Want to synchronise text-based setting between computers? You might try mackup to sync settings for linux and osx machines alike to some folder somewhere. It’s a database of which actual settings of various apps are actually syncable. On second thoughts, this is a fragile approach. And it freaks out if you have non-ascii characters in your filenames. Do something different.

Revised recommendation:

git init --bare $HOME/.dotfiles alias dotfiles='git --git-dir=$HOME/.dotfiles/ --work-tree=$HOME' dotfiles config --local status.showUntrackedFiles no echo "alias dotfiles='git --git-dir=$HOME/.dotfiles/ --work-tree=$HOME'" \ >>$HOME/.bashrc

Yes, much less freaky.

Actually, do you know what is even easier? Just make a git repo in your root dir. No more overthinking. Re-revised recommendation:

git init \$HOME
git config --local status.showUntrackedFiles no

Now! go forth and steal other peoples’ dotfile tricks.

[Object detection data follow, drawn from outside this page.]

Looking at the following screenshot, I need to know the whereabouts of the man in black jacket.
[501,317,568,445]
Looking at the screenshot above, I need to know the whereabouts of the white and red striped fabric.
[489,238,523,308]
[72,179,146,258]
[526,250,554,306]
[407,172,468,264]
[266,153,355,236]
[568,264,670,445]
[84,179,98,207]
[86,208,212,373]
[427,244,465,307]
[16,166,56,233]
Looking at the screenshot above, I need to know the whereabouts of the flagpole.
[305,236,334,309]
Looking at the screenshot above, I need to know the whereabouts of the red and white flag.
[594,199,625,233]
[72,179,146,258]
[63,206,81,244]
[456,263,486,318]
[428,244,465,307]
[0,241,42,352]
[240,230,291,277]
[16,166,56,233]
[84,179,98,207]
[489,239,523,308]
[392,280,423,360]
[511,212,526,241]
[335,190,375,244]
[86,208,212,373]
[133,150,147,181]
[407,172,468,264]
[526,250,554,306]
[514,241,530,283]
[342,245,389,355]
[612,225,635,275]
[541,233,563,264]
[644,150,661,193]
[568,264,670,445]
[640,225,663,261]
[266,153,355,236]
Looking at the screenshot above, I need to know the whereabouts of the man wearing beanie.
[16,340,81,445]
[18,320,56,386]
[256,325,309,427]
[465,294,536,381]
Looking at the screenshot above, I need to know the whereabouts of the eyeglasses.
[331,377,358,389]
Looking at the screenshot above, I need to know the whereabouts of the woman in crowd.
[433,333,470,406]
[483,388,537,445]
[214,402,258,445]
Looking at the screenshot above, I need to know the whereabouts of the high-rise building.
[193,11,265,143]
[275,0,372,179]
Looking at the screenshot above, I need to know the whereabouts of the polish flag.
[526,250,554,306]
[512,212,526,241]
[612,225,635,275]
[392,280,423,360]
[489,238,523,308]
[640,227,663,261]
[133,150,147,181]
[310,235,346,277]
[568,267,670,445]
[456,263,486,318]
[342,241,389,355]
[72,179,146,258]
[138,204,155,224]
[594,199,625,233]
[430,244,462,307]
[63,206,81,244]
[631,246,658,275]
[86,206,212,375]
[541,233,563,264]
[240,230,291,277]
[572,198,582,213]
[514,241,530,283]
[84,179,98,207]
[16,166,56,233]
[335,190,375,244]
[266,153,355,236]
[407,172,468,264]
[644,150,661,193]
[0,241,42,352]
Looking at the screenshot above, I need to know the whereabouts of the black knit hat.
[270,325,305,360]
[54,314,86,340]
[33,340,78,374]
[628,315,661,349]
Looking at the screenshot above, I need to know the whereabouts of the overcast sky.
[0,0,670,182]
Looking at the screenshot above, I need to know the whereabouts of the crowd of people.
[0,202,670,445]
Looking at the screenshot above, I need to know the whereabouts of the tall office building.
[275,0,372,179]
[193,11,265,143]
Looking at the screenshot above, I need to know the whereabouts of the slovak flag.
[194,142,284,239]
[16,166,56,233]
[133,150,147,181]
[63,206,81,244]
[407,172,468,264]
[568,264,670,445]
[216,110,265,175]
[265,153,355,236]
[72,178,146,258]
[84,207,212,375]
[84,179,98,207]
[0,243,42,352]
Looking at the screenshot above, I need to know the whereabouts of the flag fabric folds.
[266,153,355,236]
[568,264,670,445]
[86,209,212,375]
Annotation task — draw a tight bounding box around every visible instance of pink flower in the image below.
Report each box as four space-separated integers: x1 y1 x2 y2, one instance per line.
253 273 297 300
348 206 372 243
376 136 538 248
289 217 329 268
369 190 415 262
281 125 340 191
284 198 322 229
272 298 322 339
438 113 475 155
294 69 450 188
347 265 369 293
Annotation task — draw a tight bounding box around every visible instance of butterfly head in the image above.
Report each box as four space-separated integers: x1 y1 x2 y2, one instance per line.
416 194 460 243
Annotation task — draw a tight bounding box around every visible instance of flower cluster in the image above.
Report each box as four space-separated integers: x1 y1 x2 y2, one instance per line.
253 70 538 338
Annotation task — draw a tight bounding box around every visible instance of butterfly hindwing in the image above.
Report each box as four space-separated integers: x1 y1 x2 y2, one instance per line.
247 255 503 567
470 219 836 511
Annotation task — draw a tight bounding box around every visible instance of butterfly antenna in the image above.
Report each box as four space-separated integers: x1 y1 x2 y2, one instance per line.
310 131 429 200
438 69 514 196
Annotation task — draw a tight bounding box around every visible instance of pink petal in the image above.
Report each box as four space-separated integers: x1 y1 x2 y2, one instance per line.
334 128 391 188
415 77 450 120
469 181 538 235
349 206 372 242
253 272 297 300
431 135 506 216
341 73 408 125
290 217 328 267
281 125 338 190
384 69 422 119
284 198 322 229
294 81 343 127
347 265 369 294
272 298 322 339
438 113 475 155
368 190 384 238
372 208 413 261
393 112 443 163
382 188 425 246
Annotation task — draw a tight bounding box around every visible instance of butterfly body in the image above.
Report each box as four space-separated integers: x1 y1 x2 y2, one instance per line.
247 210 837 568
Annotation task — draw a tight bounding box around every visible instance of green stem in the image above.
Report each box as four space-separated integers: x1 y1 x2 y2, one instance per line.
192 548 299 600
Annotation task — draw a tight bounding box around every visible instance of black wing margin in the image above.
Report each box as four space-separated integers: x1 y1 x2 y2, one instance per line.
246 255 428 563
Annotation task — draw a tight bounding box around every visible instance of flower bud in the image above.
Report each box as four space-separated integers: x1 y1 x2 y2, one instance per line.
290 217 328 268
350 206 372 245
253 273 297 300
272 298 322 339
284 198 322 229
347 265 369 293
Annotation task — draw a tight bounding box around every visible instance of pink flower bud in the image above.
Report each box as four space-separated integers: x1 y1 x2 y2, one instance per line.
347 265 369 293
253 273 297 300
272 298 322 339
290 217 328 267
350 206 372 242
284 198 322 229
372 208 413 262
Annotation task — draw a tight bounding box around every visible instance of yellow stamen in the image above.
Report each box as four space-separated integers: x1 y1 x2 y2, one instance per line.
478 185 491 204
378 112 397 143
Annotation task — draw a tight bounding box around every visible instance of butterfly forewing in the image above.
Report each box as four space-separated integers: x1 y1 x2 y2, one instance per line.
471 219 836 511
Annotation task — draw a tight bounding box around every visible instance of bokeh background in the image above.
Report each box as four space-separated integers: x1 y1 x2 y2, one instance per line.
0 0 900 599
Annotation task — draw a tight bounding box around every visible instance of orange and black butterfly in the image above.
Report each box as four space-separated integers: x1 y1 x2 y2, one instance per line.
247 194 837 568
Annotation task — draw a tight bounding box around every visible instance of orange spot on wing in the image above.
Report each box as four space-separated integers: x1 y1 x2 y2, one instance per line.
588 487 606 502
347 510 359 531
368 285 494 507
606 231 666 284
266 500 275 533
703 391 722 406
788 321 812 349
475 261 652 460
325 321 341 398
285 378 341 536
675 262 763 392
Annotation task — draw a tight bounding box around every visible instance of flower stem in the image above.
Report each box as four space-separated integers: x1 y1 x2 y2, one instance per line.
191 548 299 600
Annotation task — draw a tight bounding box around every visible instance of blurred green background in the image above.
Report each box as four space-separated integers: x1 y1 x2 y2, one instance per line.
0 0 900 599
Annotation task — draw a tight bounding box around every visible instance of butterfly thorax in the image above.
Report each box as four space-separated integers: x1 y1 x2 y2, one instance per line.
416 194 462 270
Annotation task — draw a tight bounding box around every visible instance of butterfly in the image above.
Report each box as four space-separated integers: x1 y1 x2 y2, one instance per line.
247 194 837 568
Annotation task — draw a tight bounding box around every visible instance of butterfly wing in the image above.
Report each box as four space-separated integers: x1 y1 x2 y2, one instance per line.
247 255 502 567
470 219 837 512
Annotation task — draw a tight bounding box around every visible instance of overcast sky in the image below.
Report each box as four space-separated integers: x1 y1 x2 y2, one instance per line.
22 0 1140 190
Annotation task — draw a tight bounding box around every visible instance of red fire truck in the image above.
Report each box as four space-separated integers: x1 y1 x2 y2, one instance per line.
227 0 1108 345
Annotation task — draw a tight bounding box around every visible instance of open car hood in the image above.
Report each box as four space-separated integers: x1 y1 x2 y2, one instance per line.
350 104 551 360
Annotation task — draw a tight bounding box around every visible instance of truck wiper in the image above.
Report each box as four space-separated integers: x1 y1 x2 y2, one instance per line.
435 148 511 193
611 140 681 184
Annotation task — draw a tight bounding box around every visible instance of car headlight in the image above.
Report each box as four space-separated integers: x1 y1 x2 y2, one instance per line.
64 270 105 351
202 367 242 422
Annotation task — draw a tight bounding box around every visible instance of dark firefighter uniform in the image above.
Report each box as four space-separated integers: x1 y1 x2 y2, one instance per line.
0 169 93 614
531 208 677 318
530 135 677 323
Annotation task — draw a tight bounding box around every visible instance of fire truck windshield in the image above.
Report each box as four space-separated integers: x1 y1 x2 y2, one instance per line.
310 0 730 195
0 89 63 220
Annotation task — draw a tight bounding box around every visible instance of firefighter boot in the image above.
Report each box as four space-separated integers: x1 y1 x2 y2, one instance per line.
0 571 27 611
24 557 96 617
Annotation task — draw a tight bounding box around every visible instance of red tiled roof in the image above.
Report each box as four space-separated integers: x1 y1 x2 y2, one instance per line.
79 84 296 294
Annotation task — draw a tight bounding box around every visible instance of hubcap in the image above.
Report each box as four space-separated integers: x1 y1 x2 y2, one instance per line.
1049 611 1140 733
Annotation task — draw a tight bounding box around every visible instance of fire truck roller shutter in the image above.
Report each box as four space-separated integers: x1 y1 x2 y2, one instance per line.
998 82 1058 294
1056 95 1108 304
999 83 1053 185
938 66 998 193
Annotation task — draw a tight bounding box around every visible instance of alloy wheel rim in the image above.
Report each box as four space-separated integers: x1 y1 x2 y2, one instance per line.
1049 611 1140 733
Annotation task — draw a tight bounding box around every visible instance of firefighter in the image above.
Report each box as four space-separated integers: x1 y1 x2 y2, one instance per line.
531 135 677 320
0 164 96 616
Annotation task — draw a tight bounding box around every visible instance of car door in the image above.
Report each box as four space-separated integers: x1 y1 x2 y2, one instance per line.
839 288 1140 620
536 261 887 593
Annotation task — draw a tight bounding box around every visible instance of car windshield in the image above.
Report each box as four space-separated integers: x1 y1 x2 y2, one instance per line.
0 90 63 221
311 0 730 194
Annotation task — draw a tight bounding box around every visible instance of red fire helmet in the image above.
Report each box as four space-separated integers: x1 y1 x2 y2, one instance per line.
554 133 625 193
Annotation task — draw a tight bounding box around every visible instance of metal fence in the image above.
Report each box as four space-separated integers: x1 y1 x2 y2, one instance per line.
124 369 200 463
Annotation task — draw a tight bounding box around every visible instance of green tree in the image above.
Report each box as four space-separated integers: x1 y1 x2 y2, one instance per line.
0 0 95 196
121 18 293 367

## Bonus trick: host-proof your sync with encryption

There are tools to turn even your awful unencrypted untrustworthy system into an encrypted ones. Cryptomator is one cuddly friendly option. So is the more austere rclone, as mentioned earlier. These encrypt everything inside a certain sync, in particular stopping your snooping corporate sync provider from reading it. Even a crappy spying provider such as Google, Microsoft or Dropbox can be made safer. Both those options are free and simple.

The drawbacks that immediately occur to me are

• this does not help with sharing files with peers, who still need to decrypt stuff somehow (although that’s a challenge for any encrypted service)
• you still have to run the provider’s sync software on your computer, which means trusting their client code if not their server code.
• files are encrypted individually so you are still leaking some information about what kind of files they are in their size and usage patterns.
• There are several solutions to do this, but they are use AFAICT incompatible encryption, so you can’t ebenfit from sharing files across many apps securely

NB you could do this anyway by manually encrypting everything, but would you? No, because it’s slow and tedious. You want a nice GUI like this.

If you don’t mind whether the files are local or not, you could use rclone’s encryption mode, which talks directly to the remote file store and also encrypts the content. Rclone can do everything.